WASHINGTON (AP) -- Jim Hall, who has overseen investigations into the TWA Flight 800 and John F. Kennedy Jr. plane crashes during his six-year tenure as head of the National Transportation Safety Board, is resigning Jan. 18, his office said Monday.
Hall informed President Clinton that he would leave, although he has two years left in his term as a member of the board. His term as chairman has expired, however, and he has served as acting chairman.
Hall plans to preside at the groundbreaking for a new NTSB training academy and then depart the office in northern Virginia.
The Washington Post reported that President Clinton was considering naming board member Carol Carmody as vice chairman, and she would then become acting chairman when Hall departs. Carmody is a Democrat and President-elect Bush could name his own chairman after taking office.
Hall was an aide to Bush's presidential rival, Democrat Al Gore, while Gore was a senator from Tennessee. He was named to the board after Gore became vice president.

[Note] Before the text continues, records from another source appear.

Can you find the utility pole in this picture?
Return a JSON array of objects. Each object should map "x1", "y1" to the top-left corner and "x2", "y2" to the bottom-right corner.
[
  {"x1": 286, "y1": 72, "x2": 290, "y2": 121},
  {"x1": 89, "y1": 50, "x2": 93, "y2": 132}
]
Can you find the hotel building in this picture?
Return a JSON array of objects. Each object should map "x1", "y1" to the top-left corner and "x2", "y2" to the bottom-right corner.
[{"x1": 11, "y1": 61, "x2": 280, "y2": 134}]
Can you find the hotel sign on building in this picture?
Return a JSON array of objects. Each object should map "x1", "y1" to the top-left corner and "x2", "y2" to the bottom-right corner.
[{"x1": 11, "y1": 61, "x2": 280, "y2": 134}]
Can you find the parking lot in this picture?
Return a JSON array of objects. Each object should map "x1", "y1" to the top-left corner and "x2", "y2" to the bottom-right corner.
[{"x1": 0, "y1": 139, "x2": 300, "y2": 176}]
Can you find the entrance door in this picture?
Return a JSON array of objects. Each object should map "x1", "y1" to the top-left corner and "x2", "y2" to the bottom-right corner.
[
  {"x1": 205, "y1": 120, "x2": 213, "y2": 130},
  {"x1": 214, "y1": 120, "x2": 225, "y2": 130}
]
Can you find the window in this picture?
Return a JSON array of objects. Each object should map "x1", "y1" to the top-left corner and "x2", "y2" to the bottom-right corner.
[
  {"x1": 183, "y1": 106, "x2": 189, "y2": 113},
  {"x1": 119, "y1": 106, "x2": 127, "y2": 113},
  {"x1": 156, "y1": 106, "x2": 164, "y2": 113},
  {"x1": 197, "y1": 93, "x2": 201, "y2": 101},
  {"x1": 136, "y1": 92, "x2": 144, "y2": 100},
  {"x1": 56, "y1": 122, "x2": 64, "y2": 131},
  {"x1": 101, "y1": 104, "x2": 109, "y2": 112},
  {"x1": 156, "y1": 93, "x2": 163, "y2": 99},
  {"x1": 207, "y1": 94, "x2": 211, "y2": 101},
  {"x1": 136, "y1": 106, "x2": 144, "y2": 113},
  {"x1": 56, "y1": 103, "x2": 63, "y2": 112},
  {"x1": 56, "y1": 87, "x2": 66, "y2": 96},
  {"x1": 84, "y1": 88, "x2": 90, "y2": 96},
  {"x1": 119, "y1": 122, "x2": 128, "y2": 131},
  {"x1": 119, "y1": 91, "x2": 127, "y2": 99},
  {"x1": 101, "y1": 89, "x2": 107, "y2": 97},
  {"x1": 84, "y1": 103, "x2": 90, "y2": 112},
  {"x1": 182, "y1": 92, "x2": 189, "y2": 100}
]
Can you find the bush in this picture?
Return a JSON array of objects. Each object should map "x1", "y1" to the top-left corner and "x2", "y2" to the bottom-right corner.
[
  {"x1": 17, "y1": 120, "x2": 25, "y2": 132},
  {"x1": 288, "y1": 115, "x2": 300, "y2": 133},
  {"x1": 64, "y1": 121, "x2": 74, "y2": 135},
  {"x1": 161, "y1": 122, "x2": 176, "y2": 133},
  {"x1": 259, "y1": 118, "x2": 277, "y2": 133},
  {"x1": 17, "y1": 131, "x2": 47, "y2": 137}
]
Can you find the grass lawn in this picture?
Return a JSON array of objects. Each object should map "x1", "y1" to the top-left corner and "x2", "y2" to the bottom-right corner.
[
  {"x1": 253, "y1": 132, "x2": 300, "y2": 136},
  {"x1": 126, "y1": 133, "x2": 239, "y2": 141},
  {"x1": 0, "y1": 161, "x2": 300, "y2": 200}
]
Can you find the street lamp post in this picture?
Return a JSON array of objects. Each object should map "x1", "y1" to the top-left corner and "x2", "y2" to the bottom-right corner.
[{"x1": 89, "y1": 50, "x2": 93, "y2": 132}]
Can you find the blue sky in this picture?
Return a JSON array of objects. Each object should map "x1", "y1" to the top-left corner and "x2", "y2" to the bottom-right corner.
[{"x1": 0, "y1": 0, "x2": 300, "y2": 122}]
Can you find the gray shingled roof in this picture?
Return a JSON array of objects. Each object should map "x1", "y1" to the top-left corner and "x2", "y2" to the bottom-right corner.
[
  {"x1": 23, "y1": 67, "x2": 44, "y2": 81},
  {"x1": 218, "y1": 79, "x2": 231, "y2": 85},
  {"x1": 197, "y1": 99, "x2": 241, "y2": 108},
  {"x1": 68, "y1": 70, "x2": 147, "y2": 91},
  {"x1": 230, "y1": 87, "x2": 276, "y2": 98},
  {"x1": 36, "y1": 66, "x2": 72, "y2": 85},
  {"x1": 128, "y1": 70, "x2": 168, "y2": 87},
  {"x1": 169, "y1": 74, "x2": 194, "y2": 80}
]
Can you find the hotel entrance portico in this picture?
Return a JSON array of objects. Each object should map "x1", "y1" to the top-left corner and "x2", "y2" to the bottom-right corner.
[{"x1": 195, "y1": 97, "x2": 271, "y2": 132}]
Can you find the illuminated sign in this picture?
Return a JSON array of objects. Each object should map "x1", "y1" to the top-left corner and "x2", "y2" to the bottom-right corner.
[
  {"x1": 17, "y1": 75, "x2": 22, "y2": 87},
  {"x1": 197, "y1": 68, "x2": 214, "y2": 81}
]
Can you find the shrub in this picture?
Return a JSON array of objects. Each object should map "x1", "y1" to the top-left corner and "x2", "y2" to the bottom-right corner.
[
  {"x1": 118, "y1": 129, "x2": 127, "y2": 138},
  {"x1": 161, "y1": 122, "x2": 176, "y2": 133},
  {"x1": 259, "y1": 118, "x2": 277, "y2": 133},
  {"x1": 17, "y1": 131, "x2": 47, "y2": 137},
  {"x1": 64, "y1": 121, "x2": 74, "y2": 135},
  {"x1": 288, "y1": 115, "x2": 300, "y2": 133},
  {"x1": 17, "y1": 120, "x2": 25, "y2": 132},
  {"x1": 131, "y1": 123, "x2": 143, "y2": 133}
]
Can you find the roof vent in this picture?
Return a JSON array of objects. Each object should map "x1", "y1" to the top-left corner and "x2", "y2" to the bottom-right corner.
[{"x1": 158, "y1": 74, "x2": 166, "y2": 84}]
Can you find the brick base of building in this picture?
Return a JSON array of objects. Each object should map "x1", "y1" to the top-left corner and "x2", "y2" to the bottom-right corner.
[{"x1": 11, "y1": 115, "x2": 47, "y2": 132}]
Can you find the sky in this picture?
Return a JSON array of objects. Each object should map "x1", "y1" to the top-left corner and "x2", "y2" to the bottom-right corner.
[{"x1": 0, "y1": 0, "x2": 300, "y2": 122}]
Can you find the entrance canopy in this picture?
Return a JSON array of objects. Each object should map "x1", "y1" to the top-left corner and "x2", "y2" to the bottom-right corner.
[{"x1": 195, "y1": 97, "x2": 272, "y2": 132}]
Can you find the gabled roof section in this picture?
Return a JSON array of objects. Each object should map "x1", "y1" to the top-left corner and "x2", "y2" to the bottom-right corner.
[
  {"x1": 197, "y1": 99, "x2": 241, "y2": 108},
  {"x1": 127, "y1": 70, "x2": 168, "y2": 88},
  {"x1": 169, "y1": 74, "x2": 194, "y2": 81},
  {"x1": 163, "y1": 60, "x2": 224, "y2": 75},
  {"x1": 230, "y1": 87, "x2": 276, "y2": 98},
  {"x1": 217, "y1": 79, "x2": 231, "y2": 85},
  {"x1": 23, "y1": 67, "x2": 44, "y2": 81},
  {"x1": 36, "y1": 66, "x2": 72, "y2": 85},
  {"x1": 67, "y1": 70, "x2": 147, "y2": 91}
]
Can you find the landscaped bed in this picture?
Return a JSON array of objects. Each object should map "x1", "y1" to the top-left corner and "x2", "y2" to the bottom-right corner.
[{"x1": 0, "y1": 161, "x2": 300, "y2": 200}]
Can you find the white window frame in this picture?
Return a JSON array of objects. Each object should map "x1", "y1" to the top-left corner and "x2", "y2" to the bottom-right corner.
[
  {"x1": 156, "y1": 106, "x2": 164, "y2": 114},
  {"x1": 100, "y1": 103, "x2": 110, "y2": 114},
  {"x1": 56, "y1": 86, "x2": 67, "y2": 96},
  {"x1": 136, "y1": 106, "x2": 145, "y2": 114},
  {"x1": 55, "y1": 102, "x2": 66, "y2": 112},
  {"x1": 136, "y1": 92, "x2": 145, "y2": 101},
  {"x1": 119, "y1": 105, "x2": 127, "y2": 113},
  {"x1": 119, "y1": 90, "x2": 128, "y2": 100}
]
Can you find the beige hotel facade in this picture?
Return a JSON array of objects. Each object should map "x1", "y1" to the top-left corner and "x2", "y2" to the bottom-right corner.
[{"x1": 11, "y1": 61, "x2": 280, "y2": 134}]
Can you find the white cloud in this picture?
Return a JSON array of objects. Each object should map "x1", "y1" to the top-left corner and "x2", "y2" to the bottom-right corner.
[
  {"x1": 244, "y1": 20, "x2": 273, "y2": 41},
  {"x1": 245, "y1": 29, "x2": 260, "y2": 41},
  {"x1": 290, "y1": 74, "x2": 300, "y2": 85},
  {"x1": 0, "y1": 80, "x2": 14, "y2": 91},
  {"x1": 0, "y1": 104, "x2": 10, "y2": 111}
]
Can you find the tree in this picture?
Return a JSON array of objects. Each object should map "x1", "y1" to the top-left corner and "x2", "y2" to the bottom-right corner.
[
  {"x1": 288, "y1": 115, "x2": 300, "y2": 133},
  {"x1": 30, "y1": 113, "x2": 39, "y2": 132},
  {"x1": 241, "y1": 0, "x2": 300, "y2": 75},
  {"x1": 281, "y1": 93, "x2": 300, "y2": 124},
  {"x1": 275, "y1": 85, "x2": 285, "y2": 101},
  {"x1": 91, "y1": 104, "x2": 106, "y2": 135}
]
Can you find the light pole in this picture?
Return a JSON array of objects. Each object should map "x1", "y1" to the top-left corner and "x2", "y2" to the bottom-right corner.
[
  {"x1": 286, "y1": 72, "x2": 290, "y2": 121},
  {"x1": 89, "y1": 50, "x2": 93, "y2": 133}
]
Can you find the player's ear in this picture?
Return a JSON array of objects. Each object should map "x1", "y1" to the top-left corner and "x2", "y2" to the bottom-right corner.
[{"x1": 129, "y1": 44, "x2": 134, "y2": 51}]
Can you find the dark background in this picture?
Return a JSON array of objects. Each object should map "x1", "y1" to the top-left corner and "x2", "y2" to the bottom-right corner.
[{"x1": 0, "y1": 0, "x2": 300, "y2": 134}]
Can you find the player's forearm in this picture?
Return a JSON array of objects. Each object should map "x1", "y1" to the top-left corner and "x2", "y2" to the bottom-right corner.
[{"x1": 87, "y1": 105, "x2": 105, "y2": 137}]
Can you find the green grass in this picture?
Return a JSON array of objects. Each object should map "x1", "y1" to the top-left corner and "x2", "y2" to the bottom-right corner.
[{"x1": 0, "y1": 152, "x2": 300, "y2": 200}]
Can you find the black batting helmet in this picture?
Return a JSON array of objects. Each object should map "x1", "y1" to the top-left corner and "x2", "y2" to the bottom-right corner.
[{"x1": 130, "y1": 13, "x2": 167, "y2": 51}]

He also has served as counsel to the Senate subcommittee on intergovernmental relations.
He used the position to bring attention to issues including aging wiring in airplanes, protecting child passengers and pipeline safety.
Hall directed investigations into the 1996 TWA crash off Long Island, N.Y., that killed 230 people, and the safety of Boeing 737 rudders, an issue that arose from the 1994 crash of USAir Flight 427 near Pittsburgh, in which 132 people died.
In the Flight 427 probe, the board ruled that the crash probably resulted from a rudder defect that also was implicated in the earlier crash of a United 737 near Colorado Springs.